Impact of treatment with recombinant human GH and IGF-I on visceral adipose tissue and glucose homeostasis in adults.

Supraphysiological doses of growth hormone (GH) therapy are generally thought to antagonize the effects of insulin, whereas the insulin-like growth factor I (IGF-I) potentiates insulin-like actions. Paradoxically, adults with GH deficiency and patients with acromegaly are both predisposed to glucose intolerance and insulin resistance; however, one cannot extrapolate from these pathological conditions to determine the true metabolic roles of GH and IGF-I in glucose homeostasis. Growth hormone also promotes lipolysis, which has been shown to be the principal determinant of its insulin-antagonistic properties; on the other hand, IGF-I, which acts as an insulin sensitizer, does not exert any direct effect on lipolysis or lipogenesis.

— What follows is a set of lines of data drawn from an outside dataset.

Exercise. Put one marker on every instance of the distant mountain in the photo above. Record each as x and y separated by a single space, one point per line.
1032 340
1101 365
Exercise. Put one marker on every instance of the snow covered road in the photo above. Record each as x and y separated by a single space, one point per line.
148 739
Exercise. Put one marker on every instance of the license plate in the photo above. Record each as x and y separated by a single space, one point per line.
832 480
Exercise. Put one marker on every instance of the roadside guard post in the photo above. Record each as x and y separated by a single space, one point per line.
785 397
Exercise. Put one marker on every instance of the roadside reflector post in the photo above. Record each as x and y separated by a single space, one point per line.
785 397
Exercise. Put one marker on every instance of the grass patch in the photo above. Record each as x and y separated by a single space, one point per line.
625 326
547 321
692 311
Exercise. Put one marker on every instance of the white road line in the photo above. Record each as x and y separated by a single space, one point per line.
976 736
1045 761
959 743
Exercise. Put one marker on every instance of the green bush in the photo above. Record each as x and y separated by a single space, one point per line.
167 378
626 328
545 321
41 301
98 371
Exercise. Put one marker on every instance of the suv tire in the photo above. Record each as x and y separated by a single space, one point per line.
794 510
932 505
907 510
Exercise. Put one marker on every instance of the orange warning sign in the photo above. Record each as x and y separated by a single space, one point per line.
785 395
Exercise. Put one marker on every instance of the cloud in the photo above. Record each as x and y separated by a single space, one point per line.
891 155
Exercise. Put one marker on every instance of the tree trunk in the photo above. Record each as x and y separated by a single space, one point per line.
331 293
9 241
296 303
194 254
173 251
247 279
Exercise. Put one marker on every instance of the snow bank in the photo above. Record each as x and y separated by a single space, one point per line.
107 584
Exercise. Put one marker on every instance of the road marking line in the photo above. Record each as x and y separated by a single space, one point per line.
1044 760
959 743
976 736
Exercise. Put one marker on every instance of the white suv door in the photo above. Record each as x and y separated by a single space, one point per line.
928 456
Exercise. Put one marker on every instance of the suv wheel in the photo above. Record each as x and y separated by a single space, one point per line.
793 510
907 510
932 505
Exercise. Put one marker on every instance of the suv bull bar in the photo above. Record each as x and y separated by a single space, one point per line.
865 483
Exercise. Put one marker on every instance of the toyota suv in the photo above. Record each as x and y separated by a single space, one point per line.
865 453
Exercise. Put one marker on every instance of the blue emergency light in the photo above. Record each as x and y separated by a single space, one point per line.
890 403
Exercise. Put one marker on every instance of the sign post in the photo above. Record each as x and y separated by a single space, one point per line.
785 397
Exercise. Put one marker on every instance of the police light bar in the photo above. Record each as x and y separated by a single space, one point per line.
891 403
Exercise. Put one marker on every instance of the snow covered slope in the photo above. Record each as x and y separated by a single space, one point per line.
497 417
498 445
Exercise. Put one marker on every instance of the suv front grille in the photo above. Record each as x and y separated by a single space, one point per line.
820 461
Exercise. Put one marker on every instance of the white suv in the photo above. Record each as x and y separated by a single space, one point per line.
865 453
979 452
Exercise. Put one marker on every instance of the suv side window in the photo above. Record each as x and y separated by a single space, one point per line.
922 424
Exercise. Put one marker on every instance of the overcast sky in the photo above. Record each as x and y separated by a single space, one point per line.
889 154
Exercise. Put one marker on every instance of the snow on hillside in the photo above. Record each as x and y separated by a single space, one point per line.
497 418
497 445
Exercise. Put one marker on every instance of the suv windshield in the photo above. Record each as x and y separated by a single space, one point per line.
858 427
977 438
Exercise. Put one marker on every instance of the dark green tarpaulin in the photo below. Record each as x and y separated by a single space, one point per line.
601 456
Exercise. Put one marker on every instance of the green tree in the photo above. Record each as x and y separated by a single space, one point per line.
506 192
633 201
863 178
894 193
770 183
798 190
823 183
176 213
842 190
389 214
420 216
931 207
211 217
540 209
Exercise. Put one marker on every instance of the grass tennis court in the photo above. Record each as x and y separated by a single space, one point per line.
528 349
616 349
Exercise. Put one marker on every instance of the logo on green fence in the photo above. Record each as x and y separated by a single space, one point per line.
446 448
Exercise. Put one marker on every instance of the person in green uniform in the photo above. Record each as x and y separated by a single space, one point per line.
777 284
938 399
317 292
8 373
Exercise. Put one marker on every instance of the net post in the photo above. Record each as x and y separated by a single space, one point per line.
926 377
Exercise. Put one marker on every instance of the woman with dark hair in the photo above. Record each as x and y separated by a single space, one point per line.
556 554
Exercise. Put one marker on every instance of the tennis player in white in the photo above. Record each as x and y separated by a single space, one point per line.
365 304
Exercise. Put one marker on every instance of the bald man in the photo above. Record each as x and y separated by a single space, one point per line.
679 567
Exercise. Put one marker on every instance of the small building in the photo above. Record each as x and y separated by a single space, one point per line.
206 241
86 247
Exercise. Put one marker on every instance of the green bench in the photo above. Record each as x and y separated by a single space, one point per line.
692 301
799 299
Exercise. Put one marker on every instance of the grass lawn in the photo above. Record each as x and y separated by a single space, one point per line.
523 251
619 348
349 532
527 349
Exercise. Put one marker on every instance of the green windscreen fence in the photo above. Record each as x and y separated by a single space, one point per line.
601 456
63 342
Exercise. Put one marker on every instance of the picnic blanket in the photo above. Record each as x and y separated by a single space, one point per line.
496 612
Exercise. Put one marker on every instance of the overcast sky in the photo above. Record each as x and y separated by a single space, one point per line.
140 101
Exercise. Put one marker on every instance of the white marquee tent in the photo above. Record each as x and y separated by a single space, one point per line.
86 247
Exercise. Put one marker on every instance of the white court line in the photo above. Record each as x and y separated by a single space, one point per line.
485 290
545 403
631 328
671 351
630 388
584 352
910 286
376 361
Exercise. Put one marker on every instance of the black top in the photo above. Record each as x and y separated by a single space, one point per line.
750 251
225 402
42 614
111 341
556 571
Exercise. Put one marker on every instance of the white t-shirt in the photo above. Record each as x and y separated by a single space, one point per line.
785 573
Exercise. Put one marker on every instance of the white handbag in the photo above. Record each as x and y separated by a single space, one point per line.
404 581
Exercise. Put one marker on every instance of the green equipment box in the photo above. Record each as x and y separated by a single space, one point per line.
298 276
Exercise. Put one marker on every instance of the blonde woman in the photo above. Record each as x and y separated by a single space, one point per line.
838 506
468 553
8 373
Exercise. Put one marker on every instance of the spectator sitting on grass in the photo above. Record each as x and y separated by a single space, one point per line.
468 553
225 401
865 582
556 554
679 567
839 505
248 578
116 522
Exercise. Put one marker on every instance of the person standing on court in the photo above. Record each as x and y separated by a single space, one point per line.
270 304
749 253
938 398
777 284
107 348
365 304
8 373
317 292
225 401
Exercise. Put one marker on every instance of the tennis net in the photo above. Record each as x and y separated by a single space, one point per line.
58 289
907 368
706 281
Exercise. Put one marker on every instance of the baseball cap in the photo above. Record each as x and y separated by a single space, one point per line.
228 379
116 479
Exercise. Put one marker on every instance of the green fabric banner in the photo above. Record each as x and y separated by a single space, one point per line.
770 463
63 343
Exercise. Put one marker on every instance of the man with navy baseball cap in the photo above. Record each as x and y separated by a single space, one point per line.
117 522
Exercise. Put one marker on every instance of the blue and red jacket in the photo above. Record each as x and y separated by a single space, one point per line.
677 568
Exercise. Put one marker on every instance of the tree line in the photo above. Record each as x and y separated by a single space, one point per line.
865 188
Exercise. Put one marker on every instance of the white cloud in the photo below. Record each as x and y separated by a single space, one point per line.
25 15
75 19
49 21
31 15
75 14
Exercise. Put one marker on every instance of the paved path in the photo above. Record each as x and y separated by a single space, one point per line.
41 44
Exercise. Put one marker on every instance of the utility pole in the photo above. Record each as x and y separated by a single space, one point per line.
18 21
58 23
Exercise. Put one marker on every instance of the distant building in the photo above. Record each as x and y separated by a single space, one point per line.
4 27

Under physiological conditions, the insulin-sensitizing effect of IGF-I is evident only after feeding, when the bioavailability of circulating IGF-I is increased. In contrast to supraphysiological GH doses, low doses of GH treatment have been shown to increase circulating IGF-I levels and IGF-I bioavailability and, thus, may theoretically enhance insulin sensitivity without inducing lipolysis. We have recently reported that a fixed administration of a very low GH dose (1.7 microg/kg/day or 0.1mg/day) improved insulin sensitivity in adults with GH deficiency and increased peripheral glucose uptake in subjects with impaired glucose tolerance and the metabolic syndrome. Our data raise the possibility that this very low GH dose may play a role in maintaining beta-cell function and possibly delay the progression to type 2 diabetes in these high-risk patients.